Gaming revenue slips 4.3%

Elsewhere and the news from the Gaming segment was not so positive. Revenue declined by 4.3% to $239.2m. Incidentally, Gaming was the primary source of revenue for the group in Q1 last year.

CDI put this drop down to a $6.3 million decrease in Pennsylvania. This was mainly due to the decision not to renew a management agreement at Lady Luck Casino Nemacolin in June 2023.

The group also noted the impact of inclement weather in January 2024. This, it said, led to a $2.1m net decrease in revenue at its other gaming properties.

Exacta acquisition drives TwinSpires growth

The remaining $106.6m of Q1 revenue came from the TwinSpires business. This was 12.5% higher than in the same quarter last year.

The main reason for this growth, CDI said, was additional revenue from the purchase of historical horse racing provider Exacta in August 2023. This generated an additional $14.3m in revenue when compared to Q1 of 2023.

CDI also noted a $2.3m increase attributable to retail and online sports betting business. In addition, horse racing revenue was up $1.2m.

Net profit down 48.4% at CDI

In terms of spending in Q1, total operating expenses were up 5.7% year-on-year to $464.6m. Costs were higher across all business segments, while selling, general and administrative expense also edged up.

Other, finance-related expensed for the quarter amounted to $24.5m. This is in contrast to the $89.0m in income noted last year. However, the Q1 2023 figures were boosted by the sale of its Arlington Heights property in Illinois to NFL franchise the Chicago Bears. The sale resulted in a $114.0m gain for CDI.

As such, pre-tax profit for Q1 this year hit $101.8m, down 51.3%. CDI paid $21.4m in tax, leaving a net profit of $80.4m, down 48.4% from $155.7m in 2023.

What else is happening at CDI?

As for other recent developments at CDI, the group in Q1 announced the new Rose Gaming Resort. This is due to open in Virginia in late September, with 500 additional historical racing machines.
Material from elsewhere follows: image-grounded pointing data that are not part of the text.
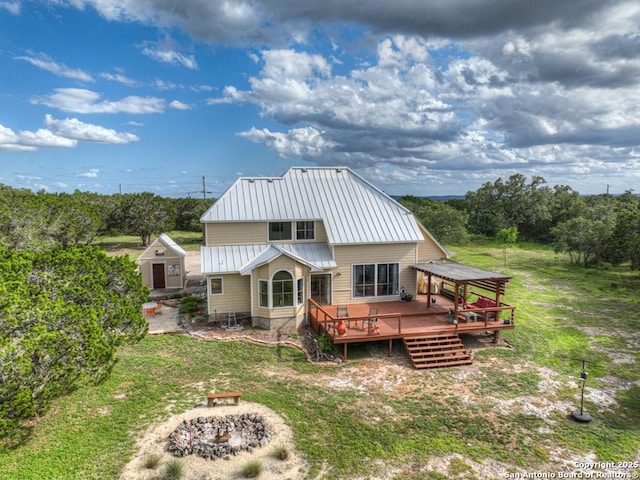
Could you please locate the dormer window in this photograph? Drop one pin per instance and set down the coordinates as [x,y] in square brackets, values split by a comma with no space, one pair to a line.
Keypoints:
[305,231]
[280,231]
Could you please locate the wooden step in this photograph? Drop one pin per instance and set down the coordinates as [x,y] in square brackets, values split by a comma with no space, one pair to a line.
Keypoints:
[436,350]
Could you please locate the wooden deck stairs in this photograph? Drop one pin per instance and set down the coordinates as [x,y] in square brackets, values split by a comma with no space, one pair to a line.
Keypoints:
[436,350]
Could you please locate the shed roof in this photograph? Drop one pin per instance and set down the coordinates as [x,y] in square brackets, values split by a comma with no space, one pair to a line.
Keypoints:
[460,273]
[244,258]
[352,209]
[168,243]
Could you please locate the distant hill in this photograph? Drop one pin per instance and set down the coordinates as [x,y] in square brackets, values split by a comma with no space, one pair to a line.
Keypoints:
[435,198]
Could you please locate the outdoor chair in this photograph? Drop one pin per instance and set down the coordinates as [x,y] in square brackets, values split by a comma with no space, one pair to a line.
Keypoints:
[343,313]
[371,320]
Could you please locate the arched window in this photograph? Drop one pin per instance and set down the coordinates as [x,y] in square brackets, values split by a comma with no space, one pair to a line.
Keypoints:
[282,294]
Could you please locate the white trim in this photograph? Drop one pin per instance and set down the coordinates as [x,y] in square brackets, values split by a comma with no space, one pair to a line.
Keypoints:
[209,289]
[164,270]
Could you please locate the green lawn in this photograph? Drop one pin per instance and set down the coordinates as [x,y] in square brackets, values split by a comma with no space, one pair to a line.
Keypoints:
[362,430]
[132,246]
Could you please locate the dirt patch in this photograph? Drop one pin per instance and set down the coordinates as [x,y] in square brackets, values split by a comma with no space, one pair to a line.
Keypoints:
[154,442]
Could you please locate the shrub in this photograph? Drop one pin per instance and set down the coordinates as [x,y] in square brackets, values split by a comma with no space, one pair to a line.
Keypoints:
[280,452]
[152,460]
[251,469]
[189,304]
[173,470]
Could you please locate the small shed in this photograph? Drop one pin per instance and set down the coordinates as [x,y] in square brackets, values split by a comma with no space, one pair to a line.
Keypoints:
[162,264]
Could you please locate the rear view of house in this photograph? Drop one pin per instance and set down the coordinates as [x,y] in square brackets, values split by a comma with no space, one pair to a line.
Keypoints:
[162,264]
[327,234]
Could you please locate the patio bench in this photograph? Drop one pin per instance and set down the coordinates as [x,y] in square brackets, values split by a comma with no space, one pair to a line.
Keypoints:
[212,398]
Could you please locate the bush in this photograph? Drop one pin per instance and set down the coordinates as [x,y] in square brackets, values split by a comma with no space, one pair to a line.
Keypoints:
[251,469]
[189,304]
[280,452]
[173,470]
[152,460]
CDI also set out development plans for Owensboro Racing & Gaming with a planned opening in Q1 2025. This will feature 600 historical racing machines, a retail sportsbook, simulcast wagering and food and beverage offerings.

In addition, CDI this month finalised the sale of a 49% stake in its United Tote subsidiary to the New York Racing Association (NYRA). The deal, agreed in August 2022, sees NYRA Content Management Solutions, a subsidiary of the NYRA, acquiring the stake.

United Tote primarily supplies totalisator systems, services and equipment. It also provides a range of technology services to process bets and pay-outs and pari-mutuel tote services.